The remodeling effect of preoperative chemotherapy on the TME in HER2(+) GC patients

To understand the remodeling effects of NACT on the TME in HER2(+) GC patients, we divided the Cohort I into the NACT group (n = 319) and the non-NACT group (n = 1002). And the infiltration of CD3, CD4, CD8, FoxP3, CD57, CD20 and CD68 positive cells was compared, respectively. Baseline clinical characteristics of patients with different HER2 status in NACT or non-NACT group were shown in Supplementary Tables S2, 3. We found that in the non-NACT group, the infiltration of CD3+ (P = 0.039) and CD8+ cells (P = 0.005) in the HER2(+) group were significantly lower compared with that in the negative group, while the infiltration of FoxP3+ cells was significantly higher (P = 0.004), and the positive cells of CD20, CD68, and CD57 were not significantly changed.
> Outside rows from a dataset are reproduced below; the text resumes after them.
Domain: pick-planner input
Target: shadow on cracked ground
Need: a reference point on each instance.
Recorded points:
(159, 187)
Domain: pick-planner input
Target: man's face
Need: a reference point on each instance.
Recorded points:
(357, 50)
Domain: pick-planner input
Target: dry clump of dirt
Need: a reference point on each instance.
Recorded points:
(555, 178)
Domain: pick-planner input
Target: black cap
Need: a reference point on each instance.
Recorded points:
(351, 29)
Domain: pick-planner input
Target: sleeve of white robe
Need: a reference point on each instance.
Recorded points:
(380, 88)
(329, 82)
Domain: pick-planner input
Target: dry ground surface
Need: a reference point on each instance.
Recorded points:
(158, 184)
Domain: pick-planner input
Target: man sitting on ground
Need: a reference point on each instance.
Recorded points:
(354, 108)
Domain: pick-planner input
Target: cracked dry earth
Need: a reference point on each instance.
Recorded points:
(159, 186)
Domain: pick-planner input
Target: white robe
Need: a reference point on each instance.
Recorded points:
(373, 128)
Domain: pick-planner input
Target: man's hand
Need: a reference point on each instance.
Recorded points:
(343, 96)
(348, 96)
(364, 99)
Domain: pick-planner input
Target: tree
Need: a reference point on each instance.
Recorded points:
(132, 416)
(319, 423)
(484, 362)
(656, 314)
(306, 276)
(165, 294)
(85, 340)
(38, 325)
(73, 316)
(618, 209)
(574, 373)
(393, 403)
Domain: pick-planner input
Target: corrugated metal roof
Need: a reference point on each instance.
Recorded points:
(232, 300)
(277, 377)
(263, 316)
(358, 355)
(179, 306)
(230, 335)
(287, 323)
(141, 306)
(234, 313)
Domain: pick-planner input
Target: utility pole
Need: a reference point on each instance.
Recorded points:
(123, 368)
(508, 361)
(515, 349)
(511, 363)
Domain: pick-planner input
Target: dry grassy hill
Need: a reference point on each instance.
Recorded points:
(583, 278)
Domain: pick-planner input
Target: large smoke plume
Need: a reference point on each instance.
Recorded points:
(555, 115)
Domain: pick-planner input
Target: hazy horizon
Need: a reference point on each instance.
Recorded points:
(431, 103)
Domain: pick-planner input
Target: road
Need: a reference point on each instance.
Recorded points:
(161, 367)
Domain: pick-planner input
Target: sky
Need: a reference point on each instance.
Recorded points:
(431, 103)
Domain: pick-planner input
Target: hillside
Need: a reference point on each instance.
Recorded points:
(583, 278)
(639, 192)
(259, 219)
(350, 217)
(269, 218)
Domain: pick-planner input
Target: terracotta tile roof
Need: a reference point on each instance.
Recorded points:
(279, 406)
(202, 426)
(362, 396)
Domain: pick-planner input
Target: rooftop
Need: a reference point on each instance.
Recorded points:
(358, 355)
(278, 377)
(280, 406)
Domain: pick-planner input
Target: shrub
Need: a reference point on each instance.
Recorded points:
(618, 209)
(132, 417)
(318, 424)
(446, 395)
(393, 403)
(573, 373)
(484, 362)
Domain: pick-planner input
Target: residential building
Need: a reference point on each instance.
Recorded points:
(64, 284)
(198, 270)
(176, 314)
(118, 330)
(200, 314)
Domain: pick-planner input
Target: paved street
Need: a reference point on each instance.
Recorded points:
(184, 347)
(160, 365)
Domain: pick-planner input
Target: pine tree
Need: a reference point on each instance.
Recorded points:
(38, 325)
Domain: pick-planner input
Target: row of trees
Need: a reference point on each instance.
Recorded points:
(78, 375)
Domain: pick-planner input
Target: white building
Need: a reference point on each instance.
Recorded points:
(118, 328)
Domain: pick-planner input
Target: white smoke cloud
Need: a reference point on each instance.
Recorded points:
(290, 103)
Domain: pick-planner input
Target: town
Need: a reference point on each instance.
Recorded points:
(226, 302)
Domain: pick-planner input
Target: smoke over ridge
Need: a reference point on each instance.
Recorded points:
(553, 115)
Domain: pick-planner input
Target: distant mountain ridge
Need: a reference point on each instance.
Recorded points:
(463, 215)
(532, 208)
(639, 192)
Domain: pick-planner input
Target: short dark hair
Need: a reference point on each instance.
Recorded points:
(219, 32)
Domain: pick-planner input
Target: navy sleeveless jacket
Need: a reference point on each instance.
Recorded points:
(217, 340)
In the NACT group, FoxP3+ cells were still significantly higher (P = 0.003) and interestingly, CD20+ cells were significantly higher (P < 0.001) (Fig. 1). Next, univariate and multivariate COX survival analysis evaluated the relationship between clinicopathological factors and prognosis. We found that HER2 status was not associated with survival regardless of whether NACT was received (Supplementary Tables S4, 5).

Fig. 1: Comparison of immune cell infiltration of GC with different HER2 status in NACT or non-NACT group.
figure 1

Data are presented as boxplots, the boxplot center line indicates the median and the upper and lower box boundaries represent the 75th and 25th percentiles, respectively. *p < 0.05; **p < 0.01; ***p < 0.001. NACT neoadjuvant chemotherapy.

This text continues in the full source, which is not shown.